Durch die Finger geschlüpft.
Ihr Mann hat weder für die eine noch für die andere Seite ausgesagt. Ich frage mich, was der Grund dafür war?
Das Buch hatte noch mehr Seiten, aber er erkannte daran, wie dicht die meisten aufeinanderlagen, dass er schon fast am Ende von Annies bisheriger Geschichte angekommen war. Gott sei Dank.

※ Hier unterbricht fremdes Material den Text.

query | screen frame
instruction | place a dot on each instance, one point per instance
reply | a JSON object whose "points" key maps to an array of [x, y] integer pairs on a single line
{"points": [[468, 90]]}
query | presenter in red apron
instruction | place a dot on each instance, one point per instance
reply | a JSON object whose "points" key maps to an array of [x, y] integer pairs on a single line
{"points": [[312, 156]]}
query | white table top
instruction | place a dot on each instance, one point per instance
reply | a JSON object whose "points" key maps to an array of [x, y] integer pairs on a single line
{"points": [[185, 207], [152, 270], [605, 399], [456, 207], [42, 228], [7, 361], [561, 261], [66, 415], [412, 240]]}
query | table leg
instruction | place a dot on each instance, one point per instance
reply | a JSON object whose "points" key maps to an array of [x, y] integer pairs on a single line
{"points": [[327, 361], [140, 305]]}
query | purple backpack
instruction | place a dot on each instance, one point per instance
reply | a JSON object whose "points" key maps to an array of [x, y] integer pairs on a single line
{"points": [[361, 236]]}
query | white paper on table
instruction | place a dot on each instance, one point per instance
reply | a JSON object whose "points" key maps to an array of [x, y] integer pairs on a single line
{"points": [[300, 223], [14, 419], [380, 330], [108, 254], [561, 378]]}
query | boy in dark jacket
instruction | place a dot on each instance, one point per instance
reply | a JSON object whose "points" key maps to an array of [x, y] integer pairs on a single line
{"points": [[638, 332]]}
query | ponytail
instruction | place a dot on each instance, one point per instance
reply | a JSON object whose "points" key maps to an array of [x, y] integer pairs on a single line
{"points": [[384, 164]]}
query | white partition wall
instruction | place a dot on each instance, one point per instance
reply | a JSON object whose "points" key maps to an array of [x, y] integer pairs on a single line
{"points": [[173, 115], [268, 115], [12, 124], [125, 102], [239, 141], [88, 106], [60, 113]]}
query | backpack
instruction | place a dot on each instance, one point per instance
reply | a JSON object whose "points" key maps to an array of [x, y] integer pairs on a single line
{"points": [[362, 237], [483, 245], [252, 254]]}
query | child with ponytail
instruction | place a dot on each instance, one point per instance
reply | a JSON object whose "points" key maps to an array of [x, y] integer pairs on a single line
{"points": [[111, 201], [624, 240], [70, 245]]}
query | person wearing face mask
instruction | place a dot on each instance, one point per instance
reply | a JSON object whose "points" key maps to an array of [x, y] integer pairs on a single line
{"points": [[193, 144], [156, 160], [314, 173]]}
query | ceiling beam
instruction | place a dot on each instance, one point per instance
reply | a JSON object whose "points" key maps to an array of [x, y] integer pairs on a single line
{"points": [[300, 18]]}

Die nächste Seite war aus der Sidewinder Gazette vom 19. November 1984. Wanderer hatten die verstümmelte und teilweise zerstückelte Leiche eines jungen Mannes im östlichen Teil des Grider-Wildlife-Reservats gefunden. In der Zeitung der folgenden Woche wurde er als Andrew Pomeroy identifiziert, dreiundzwanzig Jahre alt, aus Cold Stream Harbor, New York. Pomeroy war im September des Vorjahres von New York aufgebrochen, um per Anhalter nach L.A. zu reisen. Am 15. Oktober hatten seine Eltern zum letzten Mal von ihm gehört. Er hatte ein R-Gespräch aus Julesburg mit ihnen geführt. Die Leiche war in einem ausgetrockneten Bachbett gefunden worden. Die Polizei vermutete, dass der Junge möglicherweise am Highway 9 ermordet und während des Tauwetters im Frühling in das Naturschutzgebiet gespült worden war. Der Gerichtsmediziner sagte, die Wunden seien ihm mit einer Axt zugefügt worden.
Paul überlegte, nicht ganz ohne Grund, wie weit das Grider-Wildlife-Reservat von hier entfernt war.
Er blätterte die Seite um und sah den letzten Zeitungsausschnitt - jedenfalls bisher -, und plötzlich bekam er keine Luft mehr. Es war, als wäre er, nachdem er grimmig durch den fast unerträglichen Nekrolog der vorhergehenden Seiten gewatet war, nun auf seine eigene Todesanzeige gestoßen. Nicht ganz, aber …
»Aber nahe genug für den ersten Versuch«, sagte er mit leiser, heiserer Stimme.